Marx non darebbe retta alle teorie di Saviano sull’immigrazione, Stalin lo avrebbe fucilato

La nuova bandiera del centrosinistra italiano è diventata quella dell’immigrazione. E la bandiera viene sventolata con così tanta veemenza che non fa più distinzione tra profughi e migranti economici, non pone limiti perchè l’accoglienza è buona e giusta in sé. Sono i Saviano, Boldrini, Renzi, Alfano, Delrio, le ONG e i Pearl Jam a dettargli la linea sul problema oggi più cruciale per l’Europa e a maggior ragione per l’Italia.

Ma siamo sicuri che su questo tema Marx avesse la stessa opinione di Alfano?

E’ sotto gli occhi di tutti che l’odierna immigrazione di massa, non necessitata da una domanda interna, ingrossa i ranghi di quelli che Marx chiamava “l’esercito industriale di riserva” e il “sottoproletariato”, che nulla c’entrano con l’internazionalismo cosciente e rivoluzionario caposaldo del marxismo.

Nel primo libro del Capitale il filosofo tedesco definisce il concetto di “disoccupazione” come un “esercito industriale di riserva”, ovvero un’arma in mano ai capitalisti nel dispiegamento della lotta di classe.
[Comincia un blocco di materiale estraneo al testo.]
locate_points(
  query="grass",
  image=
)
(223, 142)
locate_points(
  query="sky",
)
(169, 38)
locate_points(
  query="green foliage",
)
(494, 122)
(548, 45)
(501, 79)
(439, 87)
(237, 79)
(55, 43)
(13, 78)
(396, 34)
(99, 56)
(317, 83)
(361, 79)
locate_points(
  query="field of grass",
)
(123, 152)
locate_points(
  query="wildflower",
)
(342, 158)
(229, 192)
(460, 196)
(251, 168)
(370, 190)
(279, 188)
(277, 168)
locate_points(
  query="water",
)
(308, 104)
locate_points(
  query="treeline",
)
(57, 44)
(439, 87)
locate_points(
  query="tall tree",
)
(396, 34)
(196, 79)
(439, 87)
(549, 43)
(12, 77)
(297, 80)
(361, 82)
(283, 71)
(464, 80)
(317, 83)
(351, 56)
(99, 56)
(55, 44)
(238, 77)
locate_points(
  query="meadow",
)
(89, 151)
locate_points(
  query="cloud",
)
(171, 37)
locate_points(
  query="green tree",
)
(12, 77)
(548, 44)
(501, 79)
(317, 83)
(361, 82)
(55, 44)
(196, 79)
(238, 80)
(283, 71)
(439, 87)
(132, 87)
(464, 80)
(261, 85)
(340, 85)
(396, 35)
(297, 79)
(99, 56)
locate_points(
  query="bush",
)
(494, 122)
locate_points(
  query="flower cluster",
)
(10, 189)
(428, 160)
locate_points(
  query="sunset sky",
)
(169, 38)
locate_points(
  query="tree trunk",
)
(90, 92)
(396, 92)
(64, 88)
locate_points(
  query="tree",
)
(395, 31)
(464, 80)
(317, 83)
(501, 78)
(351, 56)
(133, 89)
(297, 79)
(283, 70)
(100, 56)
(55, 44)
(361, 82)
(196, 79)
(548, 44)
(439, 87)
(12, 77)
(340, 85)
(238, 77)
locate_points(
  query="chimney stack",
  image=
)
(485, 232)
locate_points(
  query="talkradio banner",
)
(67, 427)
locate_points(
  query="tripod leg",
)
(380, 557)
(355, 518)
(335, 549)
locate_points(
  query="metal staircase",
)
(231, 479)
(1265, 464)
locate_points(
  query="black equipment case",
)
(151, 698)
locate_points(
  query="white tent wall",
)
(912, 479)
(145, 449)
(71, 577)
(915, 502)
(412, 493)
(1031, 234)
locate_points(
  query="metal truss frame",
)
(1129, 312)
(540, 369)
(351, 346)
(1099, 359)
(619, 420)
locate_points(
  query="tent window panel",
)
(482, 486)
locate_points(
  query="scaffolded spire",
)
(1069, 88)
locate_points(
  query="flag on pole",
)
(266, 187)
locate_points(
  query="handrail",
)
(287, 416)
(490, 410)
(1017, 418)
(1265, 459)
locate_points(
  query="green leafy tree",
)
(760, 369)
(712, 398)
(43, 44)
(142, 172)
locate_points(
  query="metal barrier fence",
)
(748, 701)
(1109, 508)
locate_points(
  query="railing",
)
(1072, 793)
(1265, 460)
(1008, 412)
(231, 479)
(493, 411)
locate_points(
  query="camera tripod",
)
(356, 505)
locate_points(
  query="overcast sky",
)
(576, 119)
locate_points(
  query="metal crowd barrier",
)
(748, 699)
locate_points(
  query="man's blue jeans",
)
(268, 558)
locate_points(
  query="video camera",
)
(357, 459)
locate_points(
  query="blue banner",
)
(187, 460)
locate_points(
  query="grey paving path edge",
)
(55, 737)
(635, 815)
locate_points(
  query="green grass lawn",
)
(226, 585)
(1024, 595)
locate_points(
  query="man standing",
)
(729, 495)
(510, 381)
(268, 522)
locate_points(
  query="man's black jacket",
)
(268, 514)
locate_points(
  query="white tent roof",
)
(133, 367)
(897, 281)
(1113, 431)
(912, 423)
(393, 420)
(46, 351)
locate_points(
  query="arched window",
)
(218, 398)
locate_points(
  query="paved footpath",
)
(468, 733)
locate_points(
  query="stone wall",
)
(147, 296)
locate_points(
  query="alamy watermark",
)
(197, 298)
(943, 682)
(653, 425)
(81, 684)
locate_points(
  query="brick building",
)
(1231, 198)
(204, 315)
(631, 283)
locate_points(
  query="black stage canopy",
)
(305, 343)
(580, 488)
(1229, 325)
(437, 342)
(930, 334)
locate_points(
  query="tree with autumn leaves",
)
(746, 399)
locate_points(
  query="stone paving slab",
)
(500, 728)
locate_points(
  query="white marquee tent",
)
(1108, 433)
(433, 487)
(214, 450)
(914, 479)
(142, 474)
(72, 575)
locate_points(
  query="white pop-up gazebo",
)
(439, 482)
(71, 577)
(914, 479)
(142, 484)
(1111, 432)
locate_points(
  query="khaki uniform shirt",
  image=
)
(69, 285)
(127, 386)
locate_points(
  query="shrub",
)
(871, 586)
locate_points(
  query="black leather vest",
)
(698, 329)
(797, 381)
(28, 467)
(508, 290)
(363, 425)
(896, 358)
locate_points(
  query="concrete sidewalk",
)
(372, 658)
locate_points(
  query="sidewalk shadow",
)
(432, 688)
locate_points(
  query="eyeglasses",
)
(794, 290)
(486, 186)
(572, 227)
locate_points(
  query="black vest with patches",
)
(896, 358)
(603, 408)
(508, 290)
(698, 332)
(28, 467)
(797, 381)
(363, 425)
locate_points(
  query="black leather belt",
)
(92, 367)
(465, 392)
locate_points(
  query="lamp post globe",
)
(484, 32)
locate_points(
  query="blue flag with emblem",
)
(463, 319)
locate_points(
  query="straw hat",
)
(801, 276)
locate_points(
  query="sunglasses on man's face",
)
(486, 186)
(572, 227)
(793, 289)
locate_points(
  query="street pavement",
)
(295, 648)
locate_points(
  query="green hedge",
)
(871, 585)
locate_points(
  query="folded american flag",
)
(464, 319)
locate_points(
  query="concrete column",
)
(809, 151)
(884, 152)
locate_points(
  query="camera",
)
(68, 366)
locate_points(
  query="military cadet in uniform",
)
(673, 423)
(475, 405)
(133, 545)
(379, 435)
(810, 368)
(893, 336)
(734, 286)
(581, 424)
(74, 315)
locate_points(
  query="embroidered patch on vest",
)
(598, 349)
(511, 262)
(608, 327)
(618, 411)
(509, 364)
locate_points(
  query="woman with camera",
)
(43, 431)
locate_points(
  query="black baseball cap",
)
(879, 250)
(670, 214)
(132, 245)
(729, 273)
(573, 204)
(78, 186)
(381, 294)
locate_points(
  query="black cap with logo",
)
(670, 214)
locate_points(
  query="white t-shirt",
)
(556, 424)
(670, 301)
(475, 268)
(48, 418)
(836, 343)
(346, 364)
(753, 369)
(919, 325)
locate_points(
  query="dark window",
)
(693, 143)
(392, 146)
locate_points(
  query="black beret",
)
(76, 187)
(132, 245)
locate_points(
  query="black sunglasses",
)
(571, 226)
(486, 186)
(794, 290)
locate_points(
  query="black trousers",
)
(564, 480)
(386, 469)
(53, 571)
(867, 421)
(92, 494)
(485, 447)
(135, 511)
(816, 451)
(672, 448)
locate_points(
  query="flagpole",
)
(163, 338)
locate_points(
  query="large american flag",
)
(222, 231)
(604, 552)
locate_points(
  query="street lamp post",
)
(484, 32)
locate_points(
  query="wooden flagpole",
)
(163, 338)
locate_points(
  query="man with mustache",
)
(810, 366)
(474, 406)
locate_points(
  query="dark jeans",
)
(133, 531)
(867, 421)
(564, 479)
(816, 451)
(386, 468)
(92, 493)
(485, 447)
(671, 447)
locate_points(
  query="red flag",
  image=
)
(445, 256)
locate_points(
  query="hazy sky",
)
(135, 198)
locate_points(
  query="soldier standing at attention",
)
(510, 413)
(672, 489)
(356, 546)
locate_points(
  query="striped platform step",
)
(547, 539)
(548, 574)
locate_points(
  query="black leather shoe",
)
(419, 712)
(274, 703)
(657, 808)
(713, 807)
L’esercito industriale di riserva è funzionale al Capitale e allo sfruttamento dell’uomo perchè rappresenta un surplus di manodopera inattiva sempre disponibile e a qualsiasi condizione per fronteggiare i picchi di produzione ma sopratutto un ricatto permanente nei confronti del salariati per costringerli a lavorare a un costo minore oppure a non avanzare richieste o diritti. Marx cita a esempio l’immigrazione degli operai irlandesi in Inghilterra, che crea una competizione e uno scontro orizzontale al ribasso con i lavoratori autoctoni che ha come conseguenze la deregolamentazione del mercato del lavoro, il peggioramento delle condizioni di vita, la disgregazione del proletariato e quindi il mancato conflitto verticale contro il capitale. Per Marx “questo antagonismo è il segreto della conservazione del potere da parte della classe capitalistica. E quest’ultima lo sa benissimo.

Sotto questo aspetto, il fenomeno migratorio, per come si sta configurando oggi a causa di politiche di accoglienza prive di politiche di inclusione, non può che essere giudicato negativamente adottando i criteri di valutazione marxisti.

Ancora più severo è il giudizio di Marx nel caso questi disperati diventino sottoproletariato: “in tutte le grandi città il sottoproletariato forma una massa nettamente distinta dal proletariato industriale, nella quale si reclutano ladri e delinquenti di ogni genere, che vivono dei rifiuti della società – gente senza un mestiere definito, vagabondi, gens sans feu et sans aveu, diversi secondo il grado di civiltà della nazione cui appartengono, ma che non perdono mai il carattere di lazzaroni” (Le lotte di classe in Francia dal 1848 al 1850, Editori Riuniti, 1992, p. 26).

C’è chi rincara la dose: “Il sottoproletariato, questo mazzo di elementi squalificati di tutte le classi che pianta il suo quartier generale nelle grandi città, è il peggiore di tutti i possibili alleati. È una plebaglia assolutamente venale e assolutamente impudente. Se gli operai francesi, nel corso di ogni rivoluzione, scrivevano sui muri delle case “mort aux voleurs!” (morte ai ladri!), e ne fucilavano anche alcuni, questo non accadeva perché fossero pieni di entusiasmo per la proprietà, ma perché, giustamente, erano consapevoli che bisognava anzitutto tenersi alla larga da questa banda. Ogni dirigente della classe operaia che usa questi straccioni, come guardia, o che si basa su di loro, solo per questo dimostra già di essere un traditore del movimento”. Ma chi è costui che infierisce in questo modo? Matteo Salvini? No, l’altro fondatore dell’ideologia comunista, Friedrich Engels, nel suo scritto “La guerra dei contadini in Germania” (Edizioni Rinascita, 1949, p. 15).

No, Marx non avrebbe dato retta alle teorie di Saviano. Stalin lo avrebbe sicuramente fucilato come nemico del Popolo.